Backgrounder: The U.S. Maximum Pressure Campaign toward Iran

Trumpspeech, public domain, modified, (U.S. Air National Guard photo by Staff Sgt. Tony Harp/Released)

On May 8, 2018, President Trump pulled the U.S. out of the Joint Comprehensive Plan of Action (JCPOA), or what is commonly known as the Iran nuclear deal, and said that he would restore far-reaching sanctions with the purpose of isolating Iran from the global economy. This was followed by widespread speculation that this is the beginning of a path toward a US-Iran war, but President Trump has been exercising restraint ever since, at least in the sense of avoiding a military confrontation with Iran. Trump believes that U.S. economic sanctions would be sufficient to create conditions so difficult that Iranians would be forced to come to the negotiating table.

Following the imposition of unilateral sanctions by the U.S., the Iranian economy has deteriorated significantly, which has caused severe hardships for its government and citizens; plus, the Iranian government is reportedly finding it difficult to maintain its regional influence, as it is not able to fund its regional proxies as much as it used to before the sanctions.

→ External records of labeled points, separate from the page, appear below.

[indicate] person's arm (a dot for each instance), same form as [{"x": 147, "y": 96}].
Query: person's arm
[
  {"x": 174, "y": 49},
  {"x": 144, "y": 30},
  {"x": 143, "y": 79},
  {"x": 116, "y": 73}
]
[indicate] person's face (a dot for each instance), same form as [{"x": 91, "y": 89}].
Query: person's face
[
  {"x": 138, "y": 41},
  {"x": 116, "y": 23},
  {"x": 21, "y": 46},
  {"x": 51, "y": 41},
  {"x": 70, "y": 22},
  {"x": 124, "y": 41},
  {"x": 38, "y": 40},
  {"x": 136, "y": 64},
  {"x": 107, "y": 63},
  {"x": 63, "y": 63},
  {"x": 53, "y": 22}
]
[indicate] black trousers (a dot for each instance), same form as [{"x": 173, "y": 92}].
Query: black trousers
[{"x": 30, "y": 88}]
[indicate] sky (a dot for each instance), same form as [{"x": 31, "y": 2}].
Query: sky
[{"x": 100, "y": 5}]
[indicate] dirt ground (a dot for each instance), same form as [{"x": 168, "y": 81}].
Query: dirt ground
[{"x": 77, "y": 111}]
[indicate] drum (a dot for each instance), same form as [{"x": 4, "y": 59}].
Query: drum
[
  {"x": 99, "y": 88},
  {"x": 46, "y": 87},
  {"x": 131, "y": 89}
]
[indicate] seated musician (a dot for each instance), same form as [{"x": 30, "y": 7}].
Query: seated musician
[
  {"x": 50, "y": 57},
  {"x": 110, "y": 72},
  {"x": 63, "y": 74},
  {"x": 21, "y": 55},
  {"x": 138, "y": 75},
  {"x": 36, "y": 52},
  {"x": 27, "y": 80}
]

Naturally, this has been presented to the world by Trump administration as evidence of the success of its sanctions regime. Trump has expressed confidence that Iran would soon capitulate under economic pressure and modify its foreign policy behavior.

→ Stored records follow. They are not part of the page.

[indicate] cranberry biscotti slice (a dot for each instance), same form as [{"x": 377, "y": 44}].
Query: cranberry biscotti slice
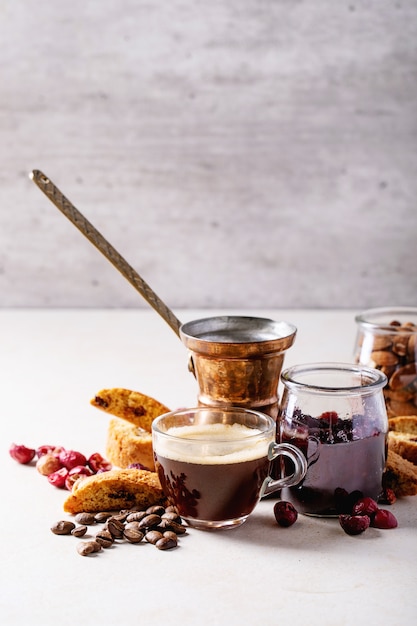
[
  {"x": 114, "y": 490},
  {"x": 133, "y": 406},
  {"x": 127, "y": 444}
]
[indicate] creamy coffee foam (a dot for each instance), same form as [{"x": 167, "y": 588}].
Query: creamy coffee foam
[{"x": 212, "y": 444}]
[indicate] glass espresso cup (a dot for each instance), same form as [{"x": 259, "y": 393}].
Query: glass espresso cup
[{"x": 214, "y": 463}]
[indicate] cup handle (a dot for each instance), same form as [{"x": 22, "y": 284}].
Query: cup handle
[{"x": 276, "y": 450}]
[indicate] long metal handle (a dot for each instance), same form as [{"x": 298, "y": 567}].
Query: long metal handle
[{"x": 68, "y": 209}]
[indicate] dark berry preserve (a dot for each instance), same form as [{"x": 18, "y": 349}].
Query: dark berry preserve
[{"x": 343, "y": 456}]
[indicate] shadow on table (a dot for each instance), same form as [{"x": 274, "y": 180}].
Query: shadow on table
[{"x": 308, "y": 533}]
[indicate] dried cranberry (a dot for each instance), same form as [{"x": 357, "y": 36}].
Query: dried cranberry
[
  {"x": 74, "y": 474},
  {"x": 47, "y": 464},
  {"x": 285, "y": 514},
  {"x": 98, "y": 463},
  {"x": 354, "y": 524},
  {"x": 342, "y": 501},
  {"x": 388, "y": 496},
  {"x": 365, "y": 506},
  {"x": 58, "y": 478},
  {"x": 384, "y": 519},
  {"x": 21, "y": 454},
  {"x": 80, "y": 469},
  {"x": 329, "y": 416},
  {"x": 72, "y": 458}
]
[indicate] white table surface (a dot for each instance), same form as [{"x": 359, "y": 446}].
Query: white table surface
[{"x": 52, "y": 363}]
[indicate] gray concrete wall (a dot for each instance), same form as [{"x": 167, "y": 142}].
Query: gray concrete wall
[{"x": 246, "y": 153}]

On September 13, 2019, Marshall Billingslea, Assistant Treasury Secretary for Terrorist Financing was hosted by the Atlantic Council to talk about Trump administration’s maximum pressure campaign against Iran. He presented the policy and its objectives very concisely by saying, “Iran’s economy bankrolls it’s aggression. That is why the Treasury is actively targeting Iran’s key industries to drive a realization by Iran’s Supreme Leader that economic collapse is inevitable if Iran does not stop its sponsorship of terror and its proliferation activities and return to the negotiating table.” Afterwards, he listed a few of the impacts of Treasury’s sanctions campaign. He claimed that Iran’s oil exports have fallen around 500, 000 barrels per day (bpd) as of August from an estimated peak production of 2.5 million bpd before JCPOA, as a direct result of Washington’s call on importers of Iranian oil to refrain from contravening U.S. sanctions. He also pointed out the banning of Iran’s largest commercial airline, Maho Air, from landing in the U.K., France, Germany, and multiple other jurisdictions.